For a complete description of the Javascript Index stage and additional examples, see: Custom JavaScript Stages For Index Pipelines.

Examples

Drop a document by ID
function(doc) {
  var id = doc.getId();
  if (id !== null) {
    var pattern = "https://www.mydomain.com/links/contact/?";

    // 0 means the pattern was found so drop the doc
    return (id.indexOf(pattern) == 0) ? null : doc;
  }

  return doc;
}
Format Date to Solr Date
// For example:
// From: 26/Mar/2015:14:38:48 -0700
// To:   2015-03-26T14:38:48Z  (Solr format)
function(doc) {
  if (doc.getId() !== null) {
    var inboundPattern = "dd/MMM/yyyy':'HH:mm:ss Z";  // modify this to match the format of the inbound date
    var solrDatePattern = "yyyy-MM-dd'T'HH:mm:ss'Z'"; // leave this alone
    var dateFieldName = "apachelogtime"; // change this to your date field name

    var solrFormatter = new java.text.SimpleDateFormat(solrDatePattern);
    var apacheParser = new java.text.SimpleDateFormat(inboundPattern);

    var dateString = doc.getFirstFieldValue(dateFieldName);
    logger.info("**** dateString: " + dateString);
    var inboundDate = apacheParser.parse(dateString);
    logger.info("**** inboundDate: " + inboundDate.toString());
    var solrDate =  solrFormatter.format(inboundDate);
    logger.info("**** solrDate: " + solrDate.toString());

    doc.setField(dateFieldName, solrDate.toString());
  }

  return doc;
}
Replace whitespace and newlines
function(doc) {
  if (doc.getId() !== null) {
    var fields = ["col1", "col2", "col3"];

    for (i = 0; i < fields.length; i++ ) {
      var field = fields[i];
      var value = doc.getFirstFieldValue(field);
      logger.info("BEFORE: Field " + field + ": *" + value + "*");

      if (value != null) {
        value = value.replace(/^\s+/, "");  // remove leading whitespace
        logger.info("AFTER: Field " + field + ": *" + value + "*");
        value = value.replace(/\s+$/, "");  // remove trailing whitespace
        logger.info("AFTER: Field " + field + ": *" + value + "*");
        value = value.replace(/\s+/g, " ");  // multiple whitespace to one space
        logger.info("AFTER: Field " + field + ": *" + value + "*");

        doc.setField(field, value);
      }
    }
  }

  return doc;
}
Split the values in a field
//Split On a delimiter.

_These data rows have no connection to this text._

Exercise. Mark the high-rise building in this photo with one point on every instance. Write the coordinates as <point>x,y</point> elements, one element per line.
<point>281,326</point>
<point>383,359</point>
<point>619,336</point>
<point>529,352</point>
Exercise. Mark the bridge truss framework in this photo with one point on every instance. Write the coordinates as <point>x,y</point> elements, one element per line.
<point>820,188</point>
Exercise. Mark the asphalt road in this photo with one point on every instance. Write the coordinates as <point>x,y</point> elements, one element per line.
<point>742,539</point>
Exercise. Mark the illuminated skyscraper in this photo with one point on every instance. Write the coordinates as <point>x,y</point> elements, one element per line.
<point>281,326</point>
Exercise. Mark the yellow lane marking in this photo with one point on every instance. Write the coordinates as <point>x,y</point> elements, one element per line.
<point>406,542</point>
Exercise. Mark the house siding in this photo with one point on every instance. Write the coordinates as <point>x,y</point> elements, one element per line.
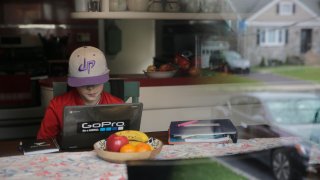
<point>268,18</point>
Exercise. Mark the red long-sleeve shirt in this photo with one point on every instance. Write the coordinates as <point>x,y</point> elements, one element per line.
<point>52,122</point>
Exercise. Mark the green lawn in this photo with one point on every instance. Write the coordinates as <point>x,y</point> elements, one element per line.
<point>310,73</point>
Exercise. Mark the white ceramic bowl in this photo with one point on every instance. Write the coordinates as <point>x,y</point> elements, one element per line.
<point>118,157</point>
<point>160,74</point>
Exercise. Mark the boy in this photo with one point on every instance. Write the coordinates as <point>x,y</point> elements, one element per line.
<point>88,72</point>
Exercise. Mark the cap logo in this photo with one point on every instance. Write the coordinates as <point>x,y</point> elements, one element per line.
<point>87,65</point>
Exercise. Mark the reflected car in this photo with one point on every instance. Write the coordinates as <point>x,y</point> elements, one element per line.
<point>279,114</point>
<point>227,60</point>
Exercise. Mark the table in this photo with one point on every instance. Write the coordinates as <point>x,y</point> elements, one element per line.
<point>87,165</point>
<point>10,147</point>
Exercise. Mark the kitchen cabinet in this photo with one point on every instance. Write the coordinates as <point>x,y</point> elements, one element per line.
<point>153,15</point>
<point>105,13</point>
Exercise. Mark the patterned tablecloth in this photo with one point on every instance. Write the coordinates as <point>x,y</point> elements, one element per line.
<point>87,165</point>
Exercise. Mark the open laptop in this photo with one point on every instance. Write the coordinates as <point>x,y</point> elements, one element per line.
<point>85,125</point>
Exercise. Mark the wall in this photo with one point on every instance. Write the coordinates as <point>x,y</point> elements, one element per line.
<point>138,47</point>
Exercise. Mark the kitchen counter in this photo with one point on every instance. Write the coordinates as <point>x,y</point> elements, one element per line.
<point>149,82</point>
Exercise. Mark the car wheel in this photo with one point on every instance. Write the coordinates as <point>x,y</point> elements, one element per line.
<point>281,165</point>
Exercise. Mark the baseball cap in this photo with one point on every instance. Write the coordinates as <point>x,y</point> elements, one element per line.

In this case, a newline
function(doc){
  if (doc.getId() !== null) {
    var fromField = "company2_ss";
    var toField = "company2_ss";
    var delimiter = "\n";

    var oldList = doc.getFieldValues(fromField);

    var values = [];

    // parse the entries one at a time
    doc.removeFields(toField); // clear out the target field
    for (i = 0; i < oldList.size(); i++) {
      values[i] = oldList.get(i);

      // get the list of strings split by the delimiter
      newList = values[i].split(delimiter);
      for(j = 0; j < newList.length; j++ ){
        doc.addField(toField, newList[j]);
      }
    }
  }
  return doc;
}

Configuration

Tip
When entering configuration values in the UI, use unescaped characters, such as \t for the tab character. When entering configuration values in the API, use escaped characters, such as \\t for the tab character.